ORGANUM
After identifying the major GI symptom, onset and progression should be determine (improved, unchanged, worsening). Characterisation of signs and symptoms should identify factors such as:
Triggers
Actions that elevate the symptoms
Timing, frequency and duration of the symptoms
Relationship to meals and defecation
Associated symptoms - fever and weight loss
Other key history includes exposure to others (family, school contacts), travel, environmental exposure, and impact of illness on the child (school absences).
History may suggest a diagnosis and thus direct the investigations needed, but a full examination as well as thorough abdominal examination. Extra-intestinal disorders may produce GI manifestations (emesis with group A streptococcal pharyngitis, abdominal pain with lower lobe pneumonia).

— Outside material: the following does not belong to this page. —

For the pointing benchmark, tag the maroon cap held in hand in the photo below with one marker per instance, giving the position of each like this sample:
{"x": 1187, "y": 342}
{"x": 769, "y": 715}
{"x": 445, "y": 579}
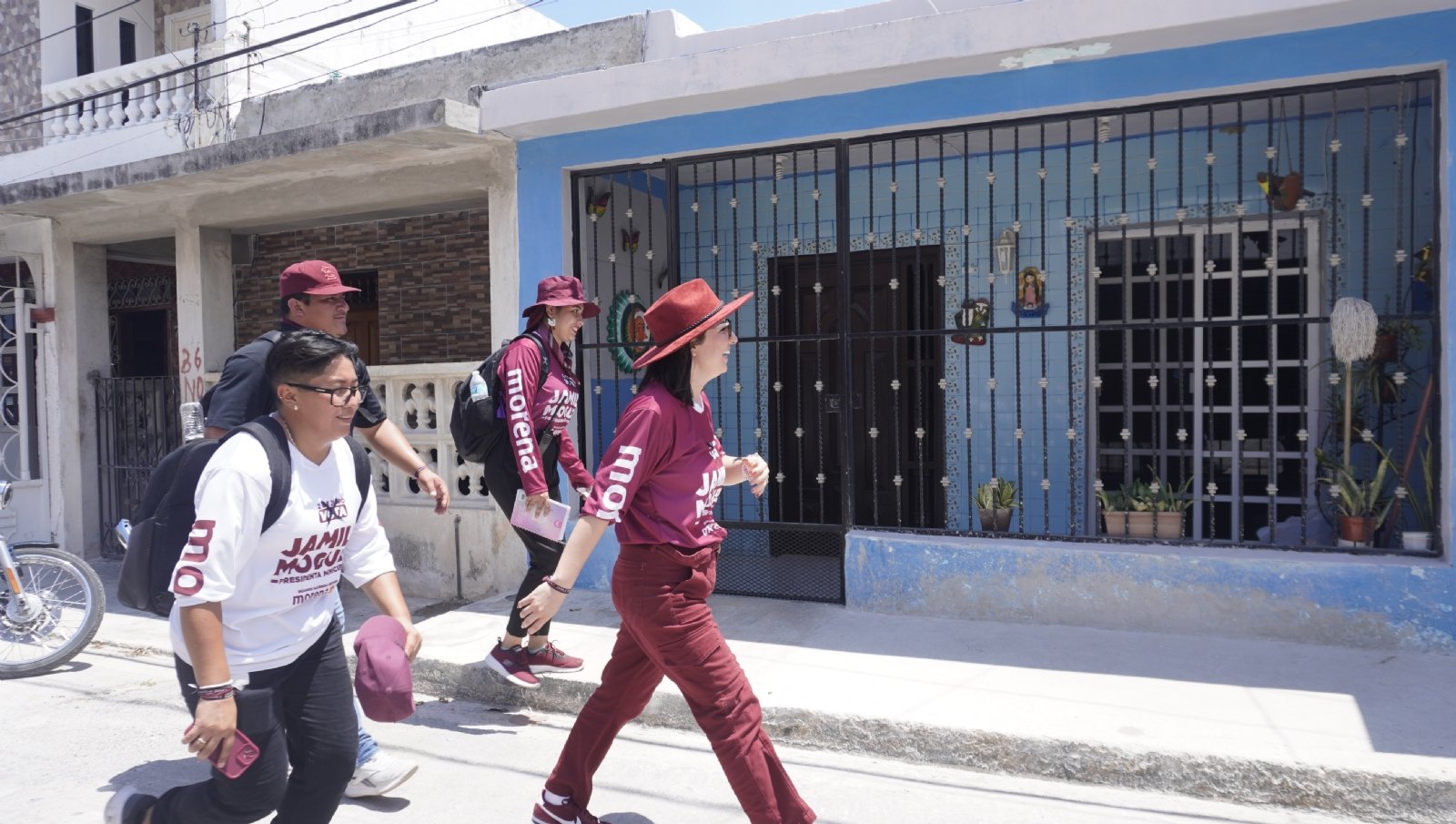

The examination should begin with a careful external inspection for abdominal distention, bruising, or discolouration, abnormal veins, jaundice, surgical scars, and ostomies. Abnormalities of intensity and pitch of bowel sounds can occur with bowel obstruction. When palpating for tenderness, the examiner should note location, facial expression, guarding, and rebound tenderness. Palpation can also detect enlargement of the liver or spleen as well as feces and masses. If detected, organomegaly should be measured with a tape measure, noting abnormal firmness or contour. A rectal examination, including inspection for fissures, skin tags, abscesses, and fistulous openings should be performed for children with history suggesting constipation, GI bleeding, abdominal pain, chronic diarrhoea, and suspicion of IBD. Digital rectal examination should include assessment of anal sphincter tone, anal canal size and elasticity, tenderness, extrinsic masses, presence of fecal impaction, and caliber of the rectum. Stool should be tested for occult blood.
A FBC may provide evidence for inflammation (WBC and platelet count), poor nutrition or bleeding (anaemia, red blood cell volume, reticulocyte count), and infection (WBC number and differential, presence of toxic granulation). Serum electrolytes, blood urea nitrogen (BUN), and creatinine help define hydration status. Tests of liver dysfunction includes LFTs. Bilirubin, AST and ALT indicate hepatocellular injury while ALP and y-GGT indicate bile duct injury. Hepatic synthetic function can be assessed by coagulation factor levels, prothrombin time, and albumin levels. Pancreatic enzyme tests (amylase, lipase) provide evidence of pancreatic injury or inflammation. Urinanalysis can gauge dehydration and identify a possible source of protein loss.
Consultation with a radiologist is often advisable to discuss appropriate imaging, decide what variants of the technique to use, and learn how to prepare the patient for the study. A plain AXR to document excessive retaiend stool when history is consistent with constipation and encopresis is not necessary, as examination alone can confirm the diagnosis.
Endoscopy permits the direct visualisation of the inferior of the gut. Video endoscopes may be used veem in veru small infants by pediatric gastroentrelogists.